The pre 40's 50's horns all have the Crook and play very Dark (which I love). The Committee, Conn and King are a bit lighter but have a "better sound/intonation. All time favorite is the Conn 36A Concert Grand. I don't think that It will be possible for me to find a better one. I have played a Strad. The King Master is a close second. My Music teacher likes the Committee and I loaned him my extra. He prefers it over his Strad on a gig where he needs a cornet.
Curious as to why Cornets kept getting brighter over the century+. Can't be the Shepherds Crook bc the Cpri has that. The 38A, Committee and King do not have the Crook
djeffers78 last edited by
I think the bright cornet sounds might be fading away from the norm again. At least in the brass band setting.
Most are now back to a larger bore smaller bell and Wick 4. Which gives a very warm sound.

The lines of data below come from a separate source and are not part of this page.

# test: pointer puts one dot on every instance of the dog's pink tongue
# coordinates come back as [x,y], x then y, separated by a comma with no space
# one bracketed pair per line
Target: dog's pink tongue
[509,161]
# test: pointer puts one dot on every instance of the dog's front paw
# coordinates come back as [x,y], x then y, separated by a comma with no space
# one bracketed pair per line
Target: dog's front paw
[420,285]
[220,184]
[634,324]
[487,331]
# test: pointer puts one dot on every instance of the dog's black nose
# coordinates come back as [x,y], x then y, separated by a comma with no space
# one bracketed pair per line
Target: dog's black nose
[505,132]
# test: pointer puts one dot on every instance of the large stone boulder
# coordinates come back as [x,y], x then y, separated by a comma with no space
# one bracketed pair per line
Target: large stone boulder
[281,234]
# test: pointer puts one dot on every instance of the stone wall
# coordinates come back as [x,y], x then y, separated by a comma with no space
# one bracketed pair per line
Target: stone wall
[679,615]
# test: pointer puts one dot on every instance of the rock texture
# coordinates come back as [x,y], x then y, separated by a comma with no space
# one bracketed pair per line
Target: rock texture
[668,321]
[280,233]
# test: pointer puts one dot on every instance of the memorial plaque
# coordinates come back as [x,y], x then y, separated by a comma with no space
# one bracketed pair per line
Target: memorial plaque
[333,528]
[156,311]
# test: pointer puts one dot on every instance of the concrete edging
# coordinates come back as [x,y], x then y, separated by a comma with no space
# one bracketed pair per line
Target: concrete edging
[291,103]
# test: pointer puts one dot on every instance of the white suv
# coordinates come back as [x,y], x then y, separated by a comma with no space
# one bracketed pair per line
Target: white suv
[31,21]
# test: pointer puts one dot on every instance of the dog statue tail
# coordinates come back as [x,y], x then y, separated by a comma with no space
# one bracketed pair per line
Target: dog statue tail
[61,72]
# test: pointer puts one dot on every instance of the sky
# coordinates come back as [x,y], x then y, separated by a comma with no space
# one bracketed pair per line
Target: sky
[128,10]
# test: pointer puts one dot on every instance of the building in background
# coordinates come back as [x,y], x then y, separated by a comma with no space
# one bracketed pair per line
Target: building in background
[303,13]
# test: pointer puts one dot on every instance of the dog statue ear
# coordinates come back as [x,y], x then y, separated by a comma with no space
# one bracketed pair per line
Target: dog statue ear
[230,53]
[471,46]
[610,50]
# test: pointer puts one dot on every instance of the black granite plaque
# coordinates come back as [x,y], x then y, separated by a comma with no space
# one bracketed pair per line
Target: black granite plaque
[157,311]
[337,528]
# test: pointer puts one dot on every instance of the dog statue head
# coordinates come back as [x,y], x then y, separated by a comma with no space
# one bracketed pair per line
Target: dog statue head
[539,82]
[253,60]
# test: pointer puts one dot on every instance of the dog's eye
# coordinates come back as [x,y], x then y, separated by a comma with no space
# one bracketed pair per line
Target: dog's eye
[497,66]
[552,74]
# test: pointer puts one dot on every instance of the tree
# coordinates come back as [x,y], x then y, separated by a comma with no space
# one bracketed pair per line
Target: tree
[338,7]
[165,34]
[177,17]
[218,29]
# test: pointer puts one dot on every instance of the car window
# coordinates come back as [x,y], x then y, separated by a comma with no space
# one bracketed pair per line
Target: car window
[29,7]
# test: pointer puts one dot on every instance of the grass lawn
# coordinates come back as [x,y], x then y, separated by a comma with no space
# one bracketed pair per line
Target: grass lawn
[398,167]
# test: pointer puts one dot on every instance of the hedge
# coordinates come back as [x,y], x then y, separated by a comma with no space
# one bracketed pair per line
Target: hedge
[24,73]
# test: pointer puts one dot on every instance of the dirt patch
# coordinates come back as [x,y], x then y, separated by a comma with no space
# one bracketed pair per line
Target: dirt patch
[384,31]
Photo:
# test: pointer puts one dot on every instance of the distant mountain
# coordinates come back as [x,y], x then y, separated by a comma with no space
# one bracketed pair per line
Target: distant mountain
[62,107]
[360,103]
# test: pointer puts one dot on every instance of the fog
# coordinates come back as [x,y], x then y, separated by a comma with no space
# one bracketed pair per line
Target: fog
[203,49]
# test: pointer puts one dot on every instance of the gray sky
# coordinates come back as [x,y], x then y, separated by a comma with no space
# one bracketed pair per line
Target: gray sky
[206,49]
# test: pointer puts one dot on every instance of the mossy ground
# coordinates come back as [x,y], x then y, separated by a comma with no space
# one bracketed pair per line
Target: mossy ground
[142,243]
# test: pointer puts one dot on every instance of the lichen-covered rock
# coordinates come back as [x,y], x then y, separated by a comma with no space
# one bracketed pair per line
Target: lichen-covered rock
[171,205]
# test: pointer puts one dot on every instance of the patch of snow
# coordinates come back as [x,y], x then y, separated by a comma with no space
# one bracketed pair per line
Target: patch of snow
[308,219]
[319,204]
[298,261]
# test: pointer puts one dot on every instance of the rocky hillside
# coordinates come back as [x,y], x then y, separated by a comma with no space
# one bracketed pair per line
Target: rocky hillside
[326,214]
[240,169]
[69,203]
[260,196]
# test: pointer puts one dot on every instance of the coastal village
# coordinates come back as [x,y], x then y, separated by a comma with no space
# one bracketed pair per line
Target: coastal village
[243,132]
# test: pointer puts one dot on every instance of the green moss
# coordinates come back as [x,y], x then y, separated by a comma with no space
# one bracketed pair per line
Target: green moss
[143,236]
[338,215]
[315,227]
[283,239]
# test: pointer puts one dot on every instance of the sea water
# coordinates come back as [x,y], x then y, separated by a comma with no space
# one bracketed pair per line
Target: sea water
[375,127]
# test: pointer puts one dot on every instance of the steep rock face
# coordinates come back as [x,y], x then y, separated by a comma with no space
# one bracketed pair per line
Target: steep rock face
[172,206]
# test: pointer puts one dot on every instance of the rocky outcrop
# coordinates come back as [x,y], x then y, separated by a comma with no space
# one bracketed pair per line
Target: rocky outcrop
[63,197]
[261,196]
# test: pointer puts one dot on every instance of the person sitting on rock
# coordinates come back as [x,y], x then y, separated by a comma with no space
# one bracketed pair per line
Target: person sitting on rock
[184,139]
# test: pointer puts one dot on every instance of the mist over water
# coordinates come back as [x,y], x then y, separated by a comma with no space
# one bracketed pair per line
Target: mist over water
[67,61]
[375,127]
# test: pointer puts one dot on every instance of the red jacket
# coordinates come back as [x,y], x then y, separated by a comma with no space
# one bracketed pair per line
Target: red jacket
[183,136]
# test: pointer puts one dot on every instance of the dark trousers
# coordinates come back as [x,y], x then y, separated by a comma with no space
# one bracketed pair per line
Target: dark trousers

Even this year’s competition music seems to be focused more on sound and style than moving the fingers at 100 mph
As for bright sounding cornets....
I believe it’s because people think there trumpets and pop in a 3c and play just like the trumpet
Cornet is more style than anything
And it all depends on what kind of music being played
No cornet is bright with a Wick 4 plugged in
grune last edited by
I am scratching memory cobwebs. Very long ago, I experimented with a cornet and trumpet, both were vintage Selmer. Cannot recall which specfic mp's I used. But I recall 2 aspects.  By using a specific m/p for each, I could obtain a tone indistinguishable between cornet and trumpet.  In obtaining the equal sound, I recall the cornet gave more resistance. For the cornet, the m/p was a bowl shape, rather shallow. For the trumpet, the m/p was a V shape, rather deep.
... I am interested to hear other views.
Kehaulani last edited by
I'm not sure how this jibes with some of your experiences, but I added cornets to my band's trumpet section and when we played music that specifically called for cornets, the cornets had a softer, rounder sound than the trumpets, who had a more direct sound.
Dr GO last edited by
My ear can not detect the difference. A lot depends on the player's styling.
veery last edited by
@administrator This is a huge factor.